- Directed by: Mary Elizabeth Gentle, Alia Tarraf
- Screenplay by: Staci Emerson
- Produced by: Alan Caudillo; Staci Emerson; Mary Elizabeth Gentle; Jacqueline Reyno; Gary A. Rizzo; Alia Tarraf;
- Production company: Hidden Star Films
- Release date: October 2021 (Twin Cities Film Festival);
- Running time: 90 minutes
- Country: United States
- Language: English

= A Hidden Star =

2022 documentary film

A Hidden Star is a 2021 American documentary film of video diaries of a woman dying of cancer and of her friends documenting the process of their grief. The film was directed by Alia Tarraf and Mary Beth Gentle, who were both friends of Allison Wilke Gryphon, the woman who documented her journey through cancer. The film aims to answer the question, "how do you celebrate life after you’ve experienced untenable grief?"

== Plot ==
Filmmaker Allison is diagnosed with breast cancer and dies in 2016. Devastated, friends of Allison, Alia Tarraf and Mary Beth Gentle, find video diaries of herself documenting her journey with cancer.
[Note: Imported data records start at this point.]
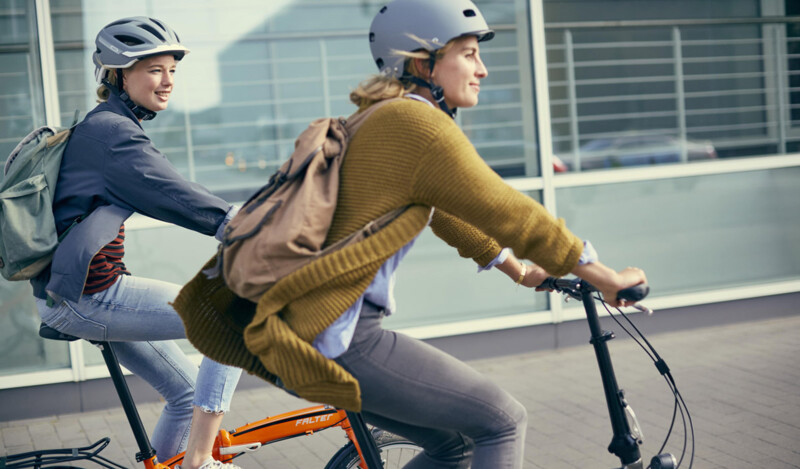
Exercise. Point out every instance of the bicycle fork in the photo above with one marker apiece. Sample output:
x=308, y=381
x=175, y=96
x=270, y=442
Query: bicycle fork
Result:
x=625, y=443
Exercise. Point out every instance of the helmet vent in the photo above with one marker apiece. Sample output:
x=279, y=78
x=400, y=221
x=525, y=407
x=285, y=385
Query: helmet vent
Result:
x=128, y=40
x=160, y=24
x=152, y=31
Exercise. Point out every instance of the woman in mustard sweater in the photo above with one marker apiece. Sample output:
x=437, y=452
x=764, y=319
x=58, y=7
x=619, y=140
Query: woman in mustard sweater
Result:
x=318, y=331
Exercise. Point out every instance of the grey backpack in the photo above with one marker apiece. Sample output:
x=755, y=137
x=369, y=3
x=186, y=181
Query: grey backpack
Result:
x=27, y=226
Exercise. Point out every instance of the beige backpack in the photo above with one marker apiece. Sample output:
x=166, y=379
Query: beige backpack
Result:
x=283, y=226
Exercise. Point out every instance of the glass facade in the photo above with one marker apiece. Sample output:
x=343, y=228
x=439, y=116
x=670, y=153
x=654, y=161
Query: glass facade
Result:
x=708, y=83
x=654, y=83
From watching Allison's video diaries and knowing her, twenty-three of her friends document their journey to Ireland to scatter Allison's ashes at the Cliffs of Moher.

Once they all return back home and still struck with grief, they all also meet with Dr. Staci Emerson, a death midwife and psychologist who helps Allison's friends through the process of grief.

== Production ==
Mary Elizabeth Gentle and Alia Tarraf became friends while working on the Disney Live Action team through Allison, a filmmaker and Mary Beth’s best friend. All three friends dreamed to make a production company today one day.

Secretly, Allison had filmed vlogs of herself going through her journey with cancer. Upon her death, her friends found these never-before-seen videos and decided to create a documentary about their friend with the help of Dr. Staci Emerson. But this project turned into a way for Allison's friends to process their own grief from losing their friend. Their production company was created as a result of making this film.

Tarraf and Gentle produced the film while working for Disney.

== Release ==

In 2021, the film released in the Twin Cities Film Festival.

== Reception ==
Mpls St Paul Magazine comments the film "gets real, but the ending uplifts audience members".